3. 6100 sayılı Kanun’un “Hükmün tamamlanması” kenar başlıklı 305/A maddesi ise şu şekildedir:
“(1) Taraflardan her biri, nihaî kararın tebliğinden itibaren bir ay içinde, yargılamada ileri sürülmesine veya kendiliğinden hükme geçirilmesi gerekli olmasına rağmen hakkında tamamen veya kısmen karar verilmeyen hususlarda, ek karar verilmesini isteyebilir. Bu karara karşı kanun yoluna başvurulabilir.”

3. Değerlendirme
1. Temyiz olunan nihai kararların bozulması 6100 sayılı Kanun’un 371 inci maddesinde yer alan sebeplerden birinin varlığı hâlinde mümkündür.

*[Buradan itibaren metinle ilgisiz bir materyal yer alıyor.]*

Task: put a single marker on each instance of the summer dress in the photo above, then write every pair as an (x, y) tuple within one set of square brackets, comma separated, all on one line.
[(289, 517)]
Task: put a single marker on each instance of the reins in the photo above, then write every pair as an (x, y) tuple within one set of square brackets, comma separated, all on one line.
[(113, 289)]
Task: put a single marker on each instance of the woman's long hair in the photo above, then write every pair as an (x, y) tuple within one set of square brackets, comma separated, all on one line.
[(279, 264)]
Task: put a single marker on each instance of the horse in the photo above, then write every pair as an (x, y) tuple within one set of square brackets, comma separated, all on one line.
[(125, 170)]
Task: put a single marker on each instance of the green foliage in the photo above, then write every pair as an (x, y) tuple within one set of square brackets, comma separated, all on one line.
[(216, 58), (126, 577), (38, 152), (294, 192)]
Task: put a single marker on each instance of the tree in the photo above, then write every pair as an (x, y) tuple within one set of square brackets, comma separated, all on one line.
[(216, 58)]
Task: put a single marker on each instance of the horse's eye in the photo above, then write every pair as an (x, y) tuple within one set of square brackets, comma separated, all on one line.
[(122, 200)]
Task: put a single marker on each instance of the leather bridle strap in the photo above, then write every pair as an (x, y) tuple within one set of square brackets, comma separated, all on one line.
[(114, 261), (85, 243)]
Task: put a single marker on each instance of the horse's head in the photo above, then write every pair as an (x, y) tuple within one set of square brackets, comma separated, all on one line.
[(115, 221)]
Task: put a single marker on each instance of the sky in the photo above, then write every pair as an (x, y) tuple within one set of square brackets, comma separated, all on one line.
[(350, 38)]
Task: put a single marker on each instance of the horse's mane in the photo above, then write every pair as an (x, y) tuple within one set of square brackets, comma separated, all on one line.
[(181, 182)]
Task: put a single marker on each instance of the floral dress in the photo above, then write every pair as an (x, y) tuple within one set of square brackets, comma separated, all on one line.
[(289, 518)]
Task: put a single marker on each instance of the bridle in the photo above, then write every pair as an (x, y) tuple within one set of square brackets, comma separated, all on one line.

2. Temyizen incelenen Bölge Adliye Mahkemesi kararının bozmaya uygun olduğu, kararda ve kararın gerekçesinde hukuk kurallarının somut olaya uygulanmasında bir isabetsizlik bulunmadığı, bozmaya uyulmakla karşı taraf yararına kazanılmış hak durumunu oluşturan yönlerin ise yeniden incelenmesinin hukukça mümkün olmadığı anlaşılmakla; temyiz dilekçesinde ileri sürülen nedenler kararın bozulmasını gerektirecek nitelikte görülmemiştir.

VI. KARAR
Açıklanan sebeple;
Davacı vekilinin yerinde görülmeyen tüm temyiz itirazlarının reddi ile usul ve kanuna uygun olan kararın ONANMASINA,

Dosyanın İlk Derece Mahkemesine, kararın bir örneğinin kararı veren Bölge Adliye Mahkemesine gönderilmesine,

07.11.2023 tarihinde oy birliğiyle karar verildi.